In the Workspace folder for our program, you will find a folder labeled Results. In that folder,
there is an EXCEL file Estimation Simulation-program results. After you have completed
your simulations, add your name and place your results in the appropriate columns.


    Creating a histogram in Excel

    a. You may let Excel create a column chart for you, using its default settings. From
    the menu bar go to Tools - Data Analysis - Histogram. In the dialog box, enter the
    input range for the “means” values. Leave the bin range blank. Make sure that you also
    select the Output range (the place where excel will display the frequency table of the
    histogram) or select New Worksheet Ply if you want to display these in a separate
    worksheet), and also check the box for Chart Output, so that Excel displays the
    histogram. In some situations, a chart like this could be useful, but you can improve the
    formatting by creating your own categories (bins), as described below.
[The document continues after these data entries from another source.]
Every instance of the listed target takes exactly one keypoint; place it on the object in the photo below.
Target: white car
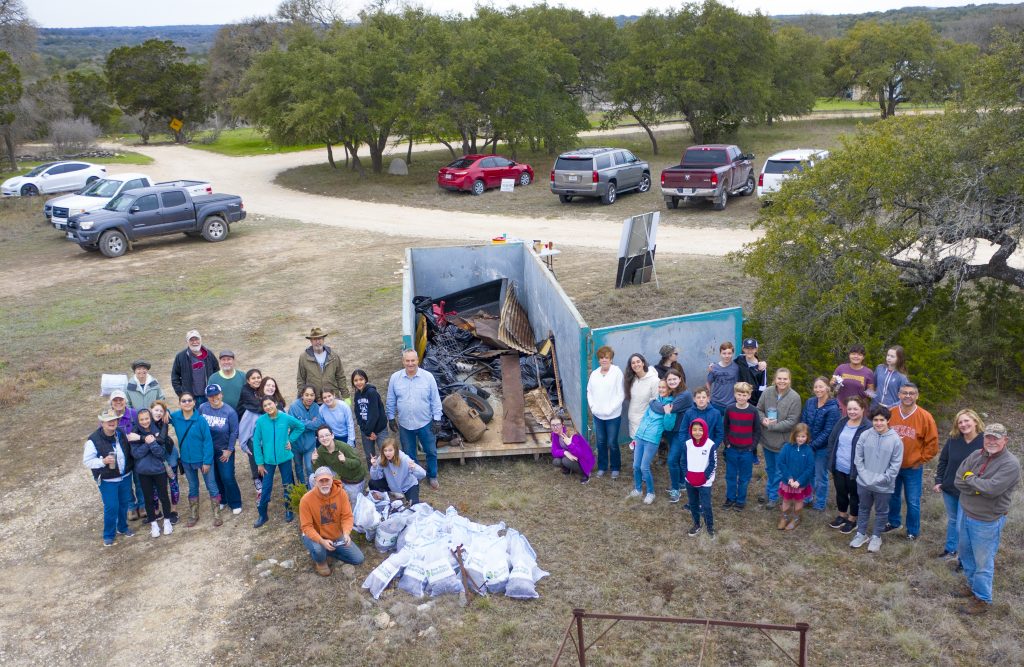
(786, 164)
(52, 177)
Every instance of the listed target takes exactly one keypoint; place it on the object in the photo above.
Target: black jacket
(181, 371)
(834, 443)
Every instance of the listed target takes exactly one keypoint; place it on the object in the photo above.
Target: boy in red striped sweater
(742, 429)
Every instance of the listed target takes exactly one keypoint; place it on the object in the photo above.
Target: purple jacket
(579, 448)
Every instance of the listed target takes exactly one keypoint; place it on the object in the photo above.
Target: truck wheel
(749, 188)
(609, 195)
(214, 228)
(113, 244)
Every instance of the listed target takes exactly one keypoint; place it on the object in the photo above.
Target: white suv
(786, 164)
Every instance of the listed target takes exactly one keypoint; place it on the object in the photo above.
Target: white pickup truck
(58, 209)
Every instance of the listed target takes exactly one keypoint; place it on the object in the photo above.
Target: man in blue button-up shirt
(413, 392)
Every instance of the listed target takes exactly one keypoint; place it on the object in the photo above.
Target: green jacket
(271, 435)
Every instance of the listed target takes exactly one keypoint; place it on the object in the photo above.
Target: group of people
(143, 446)
(860, 427)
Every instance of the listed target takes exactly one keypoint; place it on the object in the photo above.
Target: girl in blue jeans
(647, 438)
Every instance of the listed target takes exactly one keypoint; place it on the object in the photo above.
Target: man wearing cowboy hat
(321, 367)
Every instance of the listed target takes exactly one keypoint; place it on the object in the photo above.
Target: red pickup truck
(712, 172)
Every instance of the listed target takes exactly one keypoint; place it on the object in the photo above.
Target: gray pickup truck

    b. If you want to have more control over the quality of the histogram, you may want to
    create your own categories (bins). Use the =max and =min functions to determine the
    range of values of your data. This should aid in setting up your bins. Once again,
    you should have approximately n bins. In one column (name it “bins”) create a series
    of bins of 5, starting with the next “5” number above the minimum of your range of data
    (eg, if your minimum is 32, start at 35) and going up to the maximum of your range of
    data. When you make the histogram now, you can specify the cell range for the bins that
    you created in the “Bins” cell of the dialogue box, and the same data range for the
    “Input” cell as above (Excel sorts them for you!). Select Output range or New
    Worksheet Ply and check the box for Chart Output, as above.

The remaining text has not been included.